The region of the spectra of CIN 3 and CIN 1 groups that provided 100% separation between the groups.
Discussion
An important application of SELDI is the simultaneous analysis of multiple proteins to establish “fingerprint” profiles that discriminate disease from non-disease. This is an important approach since no single biomarker or protein by itself will improve the early detection/diagnosis of diseases including cancer or pre-cancer. Protein based approaches are utilized to study the natural history and treatment of several cancers including ovarian (Lin et al. 2006), breast (Wulfkuhle et al. 2001), colon/colorectal (Lawrie et al. 2001; Ward et al. 2006; Engwegen et al. 2006) prostate (Waghray et al. 2001), head and neck (Roesch-Ely et al. 2006), endometrial (Zhu et al. 2006), nasopharynx (Ho et al. 2006), bladder (Langbein et al. 2006), hepatocellular (Ward et al. 2006) and gastric cancer (Liang et al. 2006). Protein profiling of body fluids such as nipple aspirate fluid (NAF) has shown to be rapid, reproducible, and capable of identifying protein signatures that appear to differentiate NAF samples from breast cancer patients and healthy controls, including those with an abnormal mammogram who were later proven to be biopsy normal (Paweletz et al. 2001). The use of SELDI protein profiles to detect putative breast cancer markers in peripheral samples such as saliva has also been reported in recent studies (Streckfus et al. 2006). A few studies have reported on the ability of serum protein profiles to separate benign hyperplasia from cancer and non-cancer tissues (Qu et al. 2002). Although in virology, much more limited use has been made of proteomics, use of several proteomic approaches for the analysis of HIV-cellular receptor interactions, the molecular mechanisms of transport of herpes simplex virus within neurons, and the structure of the tegument of herpes simplex virus is beginning to be appreciated (Bernhard et al. 2005).

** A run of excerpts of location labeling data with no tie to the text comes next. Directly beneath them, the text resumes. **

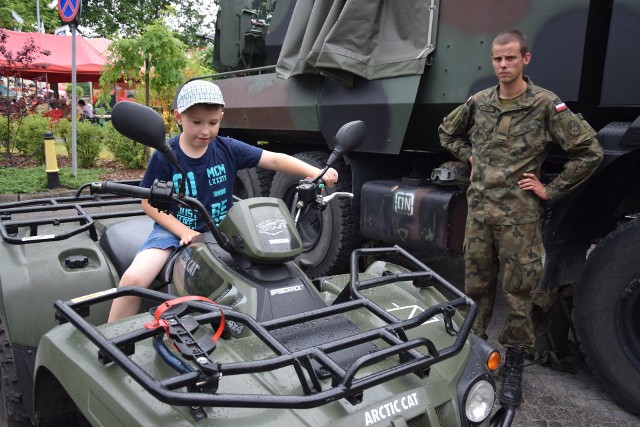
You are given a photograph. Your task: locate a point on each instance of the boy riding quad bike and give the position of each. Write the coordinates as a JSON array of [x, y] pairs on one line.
[[241, 336]]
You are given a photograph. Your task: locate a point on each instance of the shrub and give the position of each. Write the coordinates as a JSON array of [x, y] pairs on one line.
[[89, 141], [30, 136], [125, 151]]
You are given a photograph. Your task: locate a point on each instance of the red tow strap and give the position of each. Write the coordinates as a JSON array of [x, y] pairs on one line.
[[162, 323]]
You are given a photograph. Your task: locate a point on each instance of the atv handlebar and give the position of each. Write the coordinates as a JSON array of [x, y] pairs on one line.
[[160, 196]]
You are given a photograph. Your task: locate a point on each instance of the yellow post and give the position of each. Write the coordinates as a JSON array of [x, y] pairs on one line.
[[51, 162]]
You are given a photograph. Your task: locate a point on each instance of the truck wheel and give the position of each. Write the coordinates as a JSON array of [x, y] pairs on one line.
[[253, 182], [607, 314], [14, 411], [328, 237]]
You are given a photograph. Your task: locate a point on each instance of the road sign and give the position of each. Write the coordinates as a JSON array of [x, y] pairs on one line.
[[69, 10]]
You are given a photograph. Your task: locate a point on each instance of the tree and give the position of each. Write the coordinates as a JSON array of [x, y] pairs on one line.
[[13, 65], [157, 58], [49, 16], [128, 19]]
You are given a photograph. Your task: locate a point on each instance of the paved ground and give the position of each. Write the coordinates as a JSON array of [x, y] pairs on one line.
[[552, 398]]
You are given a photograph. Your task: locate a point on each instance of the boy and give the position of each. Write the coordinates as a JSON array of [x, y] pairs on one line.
[[210, 163]]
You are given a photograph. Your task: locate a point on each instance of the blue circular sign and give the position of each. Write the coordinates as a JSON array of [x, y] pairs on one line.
[[69, 9]]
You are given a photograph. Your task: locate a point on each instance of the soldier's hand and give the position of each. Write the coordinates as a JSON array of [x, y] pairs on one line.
[[530, 182]]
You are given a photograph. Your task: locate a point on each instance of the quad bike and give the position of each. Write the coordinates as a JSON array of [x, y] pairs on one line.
[[234, 332]]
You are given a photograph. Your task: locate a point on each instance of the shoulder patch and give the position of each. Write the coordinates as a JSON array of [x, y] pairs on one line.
[[561, 107]]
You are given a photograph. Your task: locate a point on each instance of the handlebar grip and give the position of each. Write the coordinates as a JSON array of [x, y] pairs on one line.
[[121, 189]]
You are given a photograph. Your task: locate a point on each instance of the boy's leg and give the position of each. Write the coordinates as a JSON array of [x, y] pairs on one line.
[[144, 268]]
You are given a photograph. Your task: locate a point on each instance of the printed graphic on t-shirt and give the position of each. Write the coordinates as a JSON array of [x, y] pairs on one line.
[[216, 176]]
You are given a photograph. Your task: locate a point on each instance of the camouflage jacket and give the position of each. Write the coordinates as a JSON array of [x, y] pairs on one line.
[[506, 142]]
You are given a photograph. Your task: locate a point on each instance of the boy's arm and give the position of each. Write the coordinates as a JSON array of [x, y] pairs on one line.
[[281, 162], [170, 223]]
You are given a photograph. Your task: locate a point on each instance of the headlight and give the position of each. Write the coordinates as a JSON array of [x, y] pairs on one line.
[[479, 401]]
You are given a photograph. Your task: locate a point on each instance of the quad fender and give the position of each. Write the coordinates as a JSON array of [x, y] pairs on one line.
[[34, 276]]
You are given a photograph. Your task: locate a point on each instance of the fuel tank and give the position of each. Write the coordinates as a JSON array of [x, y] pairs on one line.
[[414, 214]]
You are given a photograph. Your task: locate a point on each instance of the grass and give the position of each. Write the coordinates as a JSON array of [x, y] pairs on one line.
[[34, 179]]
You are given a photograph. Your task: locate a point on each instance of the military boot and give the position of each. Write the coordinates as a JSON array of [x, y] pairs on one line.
[[511, 392]]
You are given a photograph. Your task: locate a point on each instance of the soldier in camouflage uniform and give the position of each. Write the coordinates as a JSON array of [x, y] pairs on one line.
[[504, 134]]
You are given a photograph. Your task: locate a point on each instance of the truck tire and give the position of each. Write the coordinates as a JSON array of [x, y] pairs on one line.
[[252, 182], [607, 314], [14, 410], [330, 237]]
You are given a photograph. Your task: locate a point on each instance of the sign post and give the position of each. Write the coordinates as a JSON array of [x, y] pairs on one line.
[[70, 11]]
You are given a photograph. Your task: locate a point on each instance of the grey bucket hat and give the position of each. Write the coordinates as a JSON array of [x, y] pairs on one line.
[[198, 92]]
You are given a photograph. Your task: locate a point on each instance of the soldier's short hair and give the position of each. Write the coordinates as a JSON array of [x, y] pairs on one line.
[[510, 36]]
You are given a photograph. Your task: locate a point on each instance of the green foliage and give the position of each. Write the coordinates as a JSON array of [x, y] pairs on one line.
[[30, 136], [12, 65], [8, 128], [156, 60], [89, 140], [33, 180], [125, 151], [129, 19], [27, 11]]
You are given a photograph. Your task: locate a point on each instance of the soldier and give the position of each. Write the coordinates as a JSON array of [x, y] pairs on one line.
[[504, 134]]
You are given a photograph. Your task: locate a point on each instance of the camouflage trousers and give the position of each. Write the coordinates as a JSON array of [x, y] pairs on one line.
[[511, 254]]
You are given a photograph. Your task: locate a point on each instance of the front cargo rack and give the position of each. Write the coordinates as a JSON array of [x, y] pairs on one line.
[[196, 384], [21, 221]]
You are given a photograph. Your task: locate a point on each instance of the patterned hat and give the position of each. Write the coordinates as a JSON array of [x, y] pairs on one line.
[[198, 92]]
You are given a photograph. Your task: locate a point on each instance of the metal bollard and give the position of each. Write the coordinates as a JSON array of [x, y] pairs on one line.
[[51, 162]]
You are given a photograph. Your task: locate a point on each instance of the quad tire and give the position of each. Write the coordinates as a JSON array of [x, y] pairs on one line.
[[607, 314], [329, 236]]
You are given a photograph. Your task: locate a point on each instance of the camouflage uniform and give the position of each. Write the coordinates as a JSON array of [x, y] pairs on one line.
[[503, 224]]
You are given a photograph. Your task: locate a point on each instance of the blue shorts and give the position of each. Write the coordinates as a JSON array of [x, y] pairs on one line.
[[160, 238]]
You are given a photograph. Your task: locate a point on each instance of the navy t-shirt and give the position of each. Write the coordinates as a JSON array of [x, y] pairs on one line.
[[210, 178]]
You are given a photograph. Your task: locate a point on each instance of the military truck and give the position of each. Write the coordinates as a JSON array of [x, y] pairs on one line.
[[292, 73]]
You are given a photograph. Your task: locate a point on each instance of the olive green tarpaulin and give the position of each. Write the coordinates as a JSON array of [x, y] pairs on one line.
[[372, 39]]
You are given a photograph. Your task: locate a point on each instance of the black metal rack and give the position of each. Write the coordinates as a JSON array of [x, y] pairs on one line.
[[59, 211], [204, 376]]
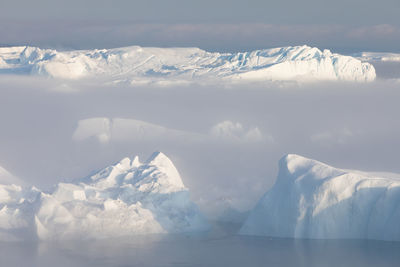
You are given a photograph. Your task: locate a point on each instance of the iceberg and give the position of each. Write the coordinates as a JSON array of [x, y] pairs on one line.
[[143, 65], [313, 200], [124, 199]]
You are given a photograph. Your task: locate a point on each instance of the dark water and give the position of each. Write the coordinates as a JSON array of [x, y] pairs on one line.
[[212, 249]]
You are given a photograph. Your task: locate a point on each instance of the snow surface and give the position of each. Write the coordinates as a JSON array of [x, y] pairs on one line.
[[313, 200], [124, 199], [164, 66]]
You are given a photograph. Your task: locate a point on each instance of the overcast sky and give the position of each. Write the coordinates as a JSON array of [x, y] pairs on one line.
[[342, 25]]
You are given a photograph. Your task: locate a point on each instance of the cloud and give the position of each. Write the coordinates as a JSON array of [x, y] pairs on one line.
[[106, 130], [210, 36], [332, 137]]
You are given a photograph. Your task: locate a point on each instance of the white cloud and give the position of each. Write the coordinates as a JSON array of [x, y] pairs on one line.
[[332, 137]]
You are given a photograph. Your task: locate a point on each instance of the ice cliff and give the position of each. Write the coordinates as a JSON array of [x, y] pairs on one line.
[[313, 200], [139, 65], [124, 199]]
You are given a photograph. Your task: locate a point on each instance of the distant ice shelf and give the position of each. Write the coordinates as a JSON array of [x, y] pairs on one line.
[[313, 200], [124, 199], [144, 65]]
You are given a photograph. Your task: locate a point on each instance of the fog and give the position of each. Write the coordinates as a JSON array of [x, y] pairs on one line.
[[224, 139]]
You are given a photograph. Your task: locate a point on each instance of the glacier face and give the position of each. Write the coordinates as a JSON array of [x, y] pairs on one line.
[[123, 199], [313, 200], [138, 65]]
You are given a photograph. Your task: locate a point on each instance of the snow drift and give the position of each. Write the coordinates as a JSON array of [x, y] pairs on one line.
[[313, 200], [124, 199], [138, 65]]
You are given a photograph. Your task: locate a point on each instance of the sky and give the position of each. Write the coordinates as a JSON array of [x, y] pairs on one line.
[[344, 26]]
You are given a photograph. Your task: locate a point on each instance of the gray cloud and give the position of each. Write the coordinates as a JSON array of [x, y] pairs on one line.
[[210, 36]]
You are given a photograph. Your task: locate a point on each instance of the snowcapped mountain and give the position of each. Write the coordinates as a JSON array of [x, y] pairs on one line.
[[124, 199], [313, 200], [139, 65]]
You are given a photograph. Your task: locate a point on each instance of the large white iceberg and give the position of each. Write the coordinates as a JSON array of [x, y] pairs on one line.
[[138, 65], [124, 199], [313, 200]]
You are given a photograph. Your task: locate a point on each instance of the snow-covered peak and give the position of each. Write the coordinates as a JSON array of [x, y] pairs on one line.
[[138, 65], [311, 199], [157, 174], [298, 167]]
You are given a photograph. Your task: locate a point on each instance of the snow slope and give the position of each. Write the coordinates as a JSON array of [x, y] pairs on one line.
[[139, 65], [377, 56], [124, 199], [313, 200]]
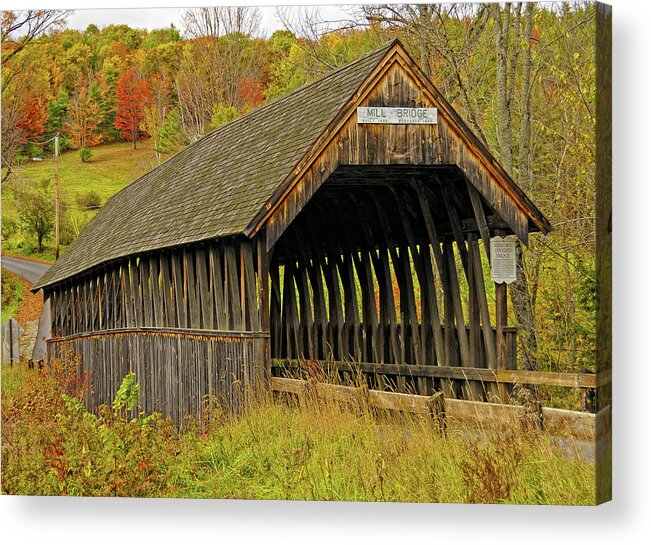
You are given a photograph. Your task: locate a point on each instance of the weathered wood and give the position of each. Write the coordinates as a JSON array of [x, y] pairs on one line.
[[555, 421], [456, 304], [232, 289], [190, 289], [179, 290], [217, 282], [480, 290], [156, 295], [480, 217], [542, 378], [455, 222]]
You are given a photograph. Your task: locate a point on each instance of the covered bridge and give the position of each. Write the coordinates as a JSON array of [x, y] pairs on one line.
[[306, 229]]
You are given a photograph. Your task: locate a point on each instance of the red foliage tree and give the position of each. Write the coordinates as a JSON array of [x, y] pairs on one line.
[[33, 115], [132, 98]]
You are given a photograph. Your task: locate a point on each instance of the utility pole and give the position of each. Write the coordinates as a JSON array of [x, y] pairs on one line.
[[57, 195]]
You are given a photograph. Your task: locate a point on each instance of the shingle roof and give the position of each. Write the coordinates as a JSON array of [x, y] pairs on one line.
[[216, 186]]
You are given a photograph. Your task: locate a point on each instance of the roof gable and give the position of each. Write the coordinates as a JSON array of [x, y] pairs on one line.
[[215, 186], [236, 179]]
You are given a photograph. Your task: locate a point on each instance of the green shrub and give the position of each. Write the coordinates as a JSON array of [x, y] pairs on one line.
[[85, 154]]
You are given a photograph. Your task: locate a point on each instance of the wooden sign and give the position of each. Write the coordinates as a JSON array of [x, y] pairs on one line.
[[503, 263], [397, 116]]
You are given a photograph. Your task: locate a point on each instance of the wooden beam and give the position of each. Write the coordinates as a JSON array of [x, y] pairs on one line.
[[541, 378], [480, 218]]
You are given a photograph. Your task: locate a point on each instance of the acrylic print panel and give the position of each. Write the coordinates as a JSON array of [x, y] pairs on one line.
[[258, 294]]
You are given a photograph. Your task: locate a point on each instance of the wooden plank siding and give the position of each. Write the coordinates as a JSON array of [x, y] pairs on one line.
[[364, 248], [143, 313], [350, 143], [217, 366]]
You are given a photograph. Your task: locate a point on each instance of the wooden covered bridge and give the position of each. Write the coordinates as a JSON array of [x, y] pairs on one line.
[[343, 222]]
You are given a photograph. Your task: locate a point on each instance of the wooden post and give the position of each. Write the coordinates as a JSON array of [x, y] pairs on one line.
[[57, 198], [501, 314]]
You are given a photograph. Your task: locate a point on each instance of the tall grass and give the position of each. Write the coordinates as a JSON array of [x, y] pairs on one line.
[[278, 449]]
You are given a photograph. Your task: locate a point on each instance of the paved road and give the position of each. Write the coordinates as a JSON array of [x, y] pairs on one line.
[[32, 272]]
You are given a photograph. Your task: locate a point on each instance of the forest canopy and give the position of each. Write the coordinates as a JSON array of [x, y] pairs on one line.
[[521, 74]]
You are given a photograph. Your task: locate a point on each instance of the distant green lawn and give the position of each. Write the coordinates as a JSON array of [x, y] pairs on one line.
[[111, 168]]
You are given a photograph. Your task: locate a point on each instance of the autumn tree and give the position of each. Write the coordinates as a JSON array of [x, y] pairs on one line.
[[37, 212], [133, 95], [31, 123]]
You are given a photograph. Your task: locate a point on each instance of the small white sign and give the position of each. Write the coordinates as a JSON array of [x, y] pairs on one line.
[[503, 265], [397, 116]]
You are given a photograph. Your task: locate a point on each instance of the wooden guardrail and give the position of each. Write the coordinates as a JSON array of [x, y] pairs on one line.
[[561, 422], [546, 378]]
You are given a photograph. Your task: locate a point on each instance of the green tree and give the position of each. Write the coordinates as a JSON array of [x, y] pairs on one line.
[[37, 212]]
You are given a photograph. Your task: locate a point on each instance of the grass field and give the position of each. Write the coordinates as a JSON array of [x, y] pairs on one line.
[[111, 168], [12, 295], [277, 449]]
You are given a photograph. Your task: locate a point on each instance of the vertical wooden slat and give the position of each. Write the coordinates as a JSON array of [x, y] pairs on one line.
[[232, 289], [217, 280], [204, 294], [191, 289], [156, 295], [179, 292]]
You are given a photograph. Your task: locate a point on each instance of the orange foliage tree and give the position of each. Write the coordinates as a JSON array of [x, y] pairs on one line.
[[33, 116], [84, 118], [132, 98]]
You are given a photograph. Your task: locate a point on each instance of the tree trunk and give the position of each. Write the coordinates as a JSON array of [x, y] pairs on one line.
[[520, 293]]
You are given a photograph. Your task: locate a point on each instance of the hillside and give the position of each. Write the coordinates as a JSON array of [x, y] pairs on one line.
[[111, 167]]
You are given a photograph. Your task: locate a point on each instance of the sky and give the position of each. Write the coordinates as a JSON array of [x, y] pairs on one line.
[[152, 14]]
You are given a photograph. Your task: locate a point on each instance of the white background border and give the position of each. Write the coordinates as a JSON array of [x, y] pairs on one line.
[[625, 520]]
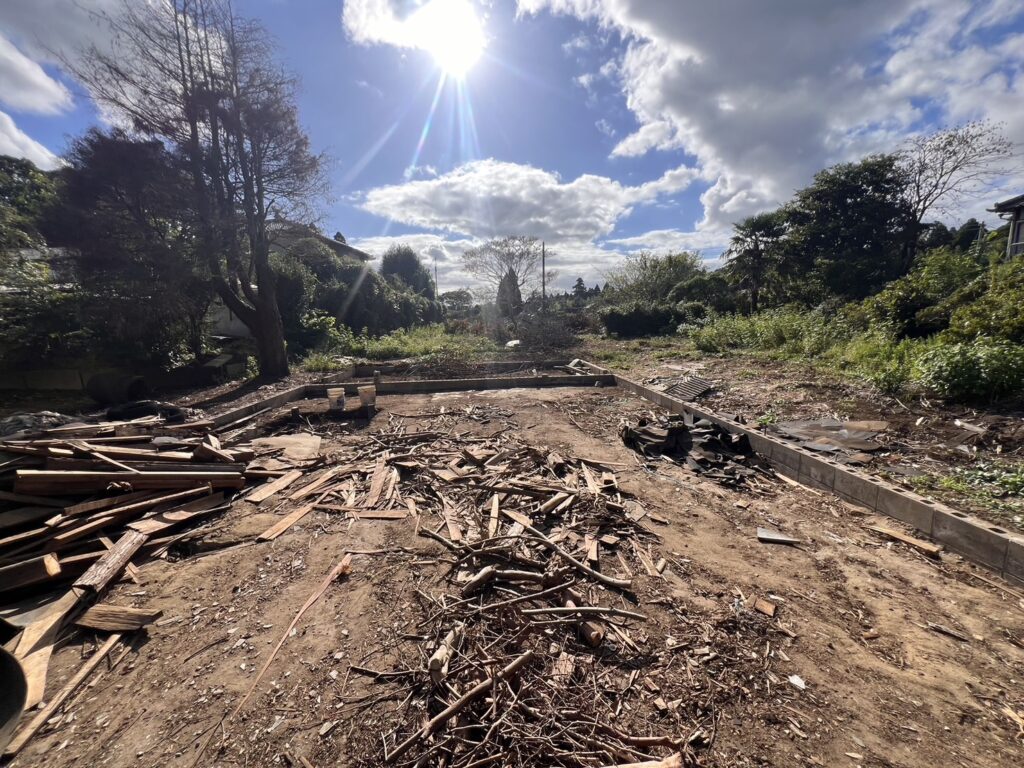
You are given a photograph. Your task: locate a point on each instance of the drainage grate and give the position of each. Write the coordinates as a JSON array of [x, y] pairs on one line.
[[689, 389]]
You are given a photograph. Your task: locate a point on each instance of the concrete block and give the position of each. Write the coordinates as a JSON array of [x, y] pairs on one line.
[[895, 503], [818, 470], [1015, 558], [971, 538], [786, 456], [856, 487]]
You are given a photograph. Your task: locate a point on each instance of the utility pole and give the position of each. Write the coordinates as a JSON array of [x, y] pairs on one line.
[[544, 278]]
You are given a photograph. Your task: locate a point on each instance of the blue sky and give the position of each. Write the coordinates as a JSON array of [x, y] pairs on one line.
[[603, 126]]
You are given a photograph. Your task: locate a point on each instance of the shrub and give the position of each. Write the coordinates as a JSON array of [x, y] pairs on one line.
[[984, 369], [638, 318]]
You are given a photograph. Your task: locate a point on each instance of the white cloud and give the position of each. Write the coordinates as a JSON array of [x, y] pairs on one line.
[[15, 142], [489, 198], [765, 94], [27, 86]]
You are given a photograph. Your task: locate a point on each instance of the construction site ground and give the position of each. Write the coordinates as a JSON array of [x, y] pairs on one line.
[[850, 671], [925, 449]]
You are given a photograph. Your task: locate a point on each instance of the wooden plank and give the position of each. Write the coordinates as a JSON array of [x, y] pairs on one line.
[[100, 504], [35, 570], [377, 482], [77, 482], [36, 644], [309, 488], [14, 518], [23, 736], [448, 510], [926, 548], [286, 522], [109, 617], [493, 520], [265, 492], [108, 567], [36, 501], [164, 520]]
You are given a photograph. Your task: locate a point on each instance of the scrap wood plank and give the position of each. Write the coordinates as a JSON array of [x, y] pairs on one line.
[[167, 519], [493, 520], [100, 504], [108, 567], [36, 501], [377, 481], [118, 514], [286, 522], [448, 511], [342, 568], [926, 548], [36, 644], [33, 727], [109, 617], [35, 570], [76, 482], [316, 483], [265, 492]]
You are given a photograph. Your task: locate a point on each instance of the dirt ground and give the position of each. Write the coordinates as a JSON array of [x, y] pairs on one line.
[[924, 449], [881, 688]]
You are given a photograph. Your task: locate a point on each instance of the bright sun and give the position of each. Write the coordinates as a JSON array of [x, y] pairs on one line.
[[450, 31]]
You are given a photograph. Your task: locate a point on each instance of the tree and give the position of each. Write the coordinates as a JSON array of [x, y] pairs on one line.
[[125, 218], [496, 260], [944, 167], [402, 262], [202, 79], [647, 278], [26, 195], [754, 253], [457, 303], [509, 298], [849, 229]]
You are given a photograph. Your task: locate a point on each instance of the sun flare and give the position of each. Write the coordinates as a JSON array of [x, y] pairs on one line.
[[451, 32]]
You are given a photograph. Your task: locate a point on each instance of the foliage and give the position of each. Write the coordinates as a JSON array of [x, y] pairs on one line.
[[997, 312], [755, 254], [638, 318], [712, 289], [648, 279], [509, 299], [26, 196], [496, 259], [850, 228], [402, 262], [984, 369], [919, 303]]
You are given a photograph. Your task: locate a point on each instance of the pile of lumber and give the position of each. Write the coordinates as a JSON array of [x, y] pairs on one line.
[[68, 494]]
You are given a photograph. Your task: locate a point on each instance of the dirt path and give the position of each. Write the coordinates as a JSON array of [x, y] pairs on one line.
[[882, 688]]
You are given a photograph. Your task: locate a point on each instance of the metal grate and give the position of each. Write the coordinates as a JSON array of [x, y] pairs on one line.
[[689, 389]]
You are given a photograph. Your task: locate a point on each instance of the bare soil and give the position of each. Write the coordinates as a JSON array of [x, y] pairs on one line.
[[881, 687], [925, 449]]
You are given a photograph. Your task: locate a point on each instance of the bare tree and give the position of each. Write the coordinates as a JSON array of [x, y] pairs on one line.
[[493, 261], [943, 168], [199, 77]]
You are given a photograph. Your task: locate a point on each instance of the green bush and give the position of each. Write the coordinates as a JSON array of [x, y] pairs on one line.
[[638, 318], [983, 369]]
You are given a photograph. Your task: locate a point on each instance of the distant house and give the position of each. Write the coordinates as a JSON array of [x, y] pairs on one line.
[[1013, 211], [285, 233]]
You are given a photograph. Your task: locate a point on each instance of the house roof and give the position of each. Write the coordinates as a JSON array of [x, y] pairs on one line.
[[287, 231], [1008, 206]]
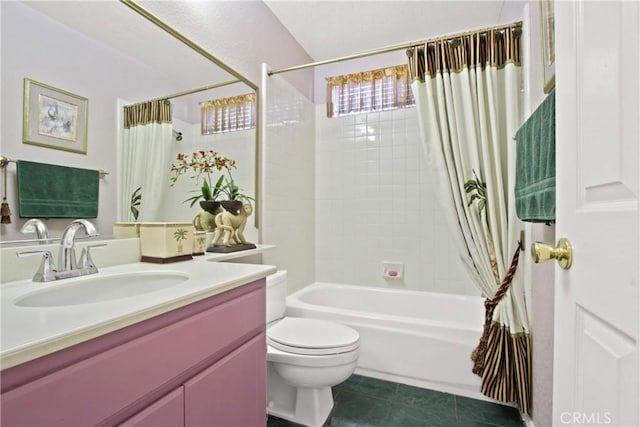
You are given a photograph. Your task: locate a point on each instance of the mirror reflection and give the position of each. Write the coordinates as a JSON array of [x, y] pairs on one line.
[[115, 57]]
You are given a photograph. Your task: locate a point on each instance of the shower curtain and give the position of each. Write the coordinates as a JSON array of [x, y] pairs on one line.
[[467, 92], [145, 158]]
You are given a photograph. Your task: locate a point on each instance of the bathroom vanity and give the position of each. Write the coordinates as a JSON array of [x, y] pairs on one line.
[[192, 354]]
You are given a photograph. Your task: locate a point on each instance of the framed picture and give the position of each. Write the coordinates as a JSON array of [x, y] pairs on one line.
[[54, 118], [548, 45]]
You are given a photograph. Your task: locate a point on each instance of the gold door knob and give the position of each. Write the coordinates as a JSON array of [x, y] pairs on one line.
[[563, 253]]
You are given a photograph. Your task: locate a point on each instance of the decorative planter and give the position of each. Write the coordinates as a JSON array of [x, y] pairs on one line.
[[199, 242], [165, 242]]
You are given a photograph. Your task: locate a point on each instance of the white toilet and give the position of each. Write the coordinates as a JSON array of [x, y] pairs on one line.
[[305, 358]]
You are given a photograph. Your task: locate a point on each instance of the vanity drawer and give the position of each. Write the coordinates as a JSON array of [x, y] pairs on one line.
[[122, 379]]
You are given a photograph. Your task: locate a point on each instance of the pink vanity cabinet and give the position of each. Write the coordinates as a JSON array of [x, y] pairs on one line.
[[199, 365]]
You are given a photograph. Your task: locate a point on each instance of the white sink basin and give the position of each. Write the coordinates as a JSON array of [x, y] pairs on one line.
[[90, 289]]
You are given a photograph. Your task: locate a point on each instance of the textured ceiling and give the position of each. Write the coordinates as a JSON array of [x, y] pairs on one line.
[[331, 29]]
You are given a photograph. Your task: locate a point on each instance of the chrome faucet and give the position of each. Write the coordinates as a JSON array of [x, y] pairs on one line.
[[36, 226], [68, 265], [67, 254]]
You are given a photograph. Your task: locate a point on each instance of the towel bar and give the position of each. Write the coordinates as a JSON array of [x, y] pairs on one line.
[[5, 162]]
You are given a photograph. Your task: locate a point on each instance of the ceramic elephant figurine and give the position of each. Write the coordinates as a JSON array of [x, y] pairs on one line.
[[231, 226], [204, 221]]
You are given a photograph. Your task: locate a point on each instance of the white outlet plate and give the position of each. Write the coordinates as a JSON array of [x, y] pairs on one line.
[[392, 270]]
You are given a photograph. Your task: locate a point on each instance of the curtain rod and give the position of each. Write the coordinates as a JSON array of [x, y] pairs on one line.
[[390, 49], [157, 21], [196, 90]]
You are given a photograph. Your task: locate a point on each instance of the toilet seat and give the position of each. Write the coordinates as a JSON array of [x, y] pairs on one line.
[[312, 336]]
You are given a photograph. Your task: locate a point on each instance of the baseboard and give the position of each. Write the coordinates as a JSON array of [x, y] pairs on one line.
[[528, 422]]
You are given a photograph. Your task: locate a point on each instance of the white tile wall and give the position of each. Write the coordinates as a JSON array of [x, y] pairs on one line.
[[374, 204]]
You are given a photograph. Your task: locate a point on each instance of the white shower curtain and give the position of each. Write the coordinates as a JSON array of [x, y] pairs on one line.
[[467, 93], [145, 158]]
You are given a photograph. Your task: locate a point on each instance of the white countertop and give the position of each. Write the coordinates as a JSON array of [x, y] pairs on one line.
[[31, 332]]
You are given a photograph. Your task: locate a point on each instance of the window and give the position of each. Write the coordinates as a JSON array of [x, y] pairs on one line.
[[377, 90], [228, 114]]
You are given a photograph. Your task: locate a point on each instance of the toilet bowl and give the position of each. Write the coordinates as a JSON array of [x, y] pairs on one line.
[[305, 358]]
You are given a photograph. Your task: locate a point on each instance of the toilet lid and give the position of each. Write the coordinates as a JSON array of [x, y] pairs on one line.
[[312, 336]]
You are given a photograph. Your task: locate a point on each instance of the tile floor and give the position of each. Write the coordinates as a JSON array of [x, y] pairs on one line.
[[362, 401]]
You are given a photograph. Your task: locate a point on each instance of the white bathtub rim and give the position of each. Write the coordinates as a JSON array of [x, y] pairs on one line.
[[294, 302]]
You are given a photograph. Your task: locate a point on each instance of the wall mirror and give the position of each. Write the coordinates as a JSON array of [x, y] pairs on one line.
[[160, 65]]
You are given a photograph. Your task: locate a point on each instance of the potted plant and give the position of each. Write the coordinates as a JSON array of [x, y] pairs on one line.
[[235, 198], [203, 164]]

Our preliminary study demonstrated that plasma protein profiles are significantly different between women diagnosed with CIN 1 and CIN 3. Biologically, it is plausible to see difference in protein profiles between HPV positive women who develop CIN 3 and HPV positive women who don't develop CIN 3 because several biological pathways related to HPV (example: HPV integration which may result in development of CIN 3 lesions) could be different between HPV positive women who develop CIN 3 and who don't. Cervical epithelial cells exposed to HPV which undergo transformation to pre-neoplastic lesions such as CIN 3 are very likely to differentially express signaling molecules responsible for host responses following HPV infection that resulted in CIN 3 and these molecules are likely to be present in the microenvironment of cervical cells and in the circulation. Identification of such molecules will have enormous clinical applications. Triage of HPV positive women by protein biomarkers could yield enormous cost savings and other important benefits include less invasive sample collection and inconvenience regarding referral.
These results, however, have to be considered with caution. SELDI-TOF-MS analysis is a very sensitive method for determining differences in protein spectra of complex samples including plasma and serum. Because of this sensitivity, the method is very susceptible to the effects of various biases. Since cases of CIN 3 and of CIN 1 were selected randomly from participants from the ALTS Nutrition Ancillary Study, we know of no biases which separate the samples of CIN 3 from those of CIN 1. Similarly, because the triplicate aliquots of the samples were run randomly, there should be no bias in the analysis. Before final conclusions can be drawn, however, it is necessary to further evaluate this classification model by using an independent replication set, which will allow more precise conclusions about the accuracy of this classification. These pilot results also warrant an expanded study using SELDI-TOF-MS analysis to evaluate samples of plasma and other samples (cervical cells and cervical mucous) from patients with a wide range of cervical lesions to determine if these can be classified successfully. A study is currently underway at the University of Alabama (U54 CA118948) to generate this data.